Rep. Dan Moul, a member of the House Tourism and Recreational Development Committee, who voted for the bill, which passed the House 137-44, said, "It's about time the third party booking agents pay the appropriate tax for room rentals. For too long, they have been remitting tax only on the wholesale rates, not what the taxpayer actually has paid. This will help both the local and state destination marketing organizations, while generating additional revenue for the state." State Senator Rich Alloway was one of six state Senators that voted against the bill, which passed the Senate 43-6.
As part of the legislation, the funds that will result from closing the loophole - estimated at $23.8 million a year - will be dedicated to statewide tourism promotion. A 2015 study conducted by the Pennsylvania Restaurant and Lodging Association (PRLA) found that every dollar invested in tourism marketing returns $3.43 in tax revenue.
Norris Flowers, President of Destination Gettysburg said, "Getting the State Tourism office budget back to a somewhat competitive level with our neighbor states will benefit all Pennsylvania destinations." Over the past 14 years, the state tourism office budget had dropped from $34 million to $4 million a year.
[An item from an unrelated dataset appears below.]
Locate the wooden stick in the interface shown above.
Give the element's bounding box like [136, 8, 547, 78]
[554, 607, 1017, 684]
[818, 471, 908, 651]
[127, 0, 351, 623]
Act 109 also ensures that hotel occupancy tax is assessed on retail price of hotel rooms at both the state and county level, further ensuring fairness in collection and remittance while giving county destination marketing organizations like Destination Gettysburg additional resources for promotion.
Thanks to PRLA for championing this legislation on behalf of the state's hospitality and tourism industries.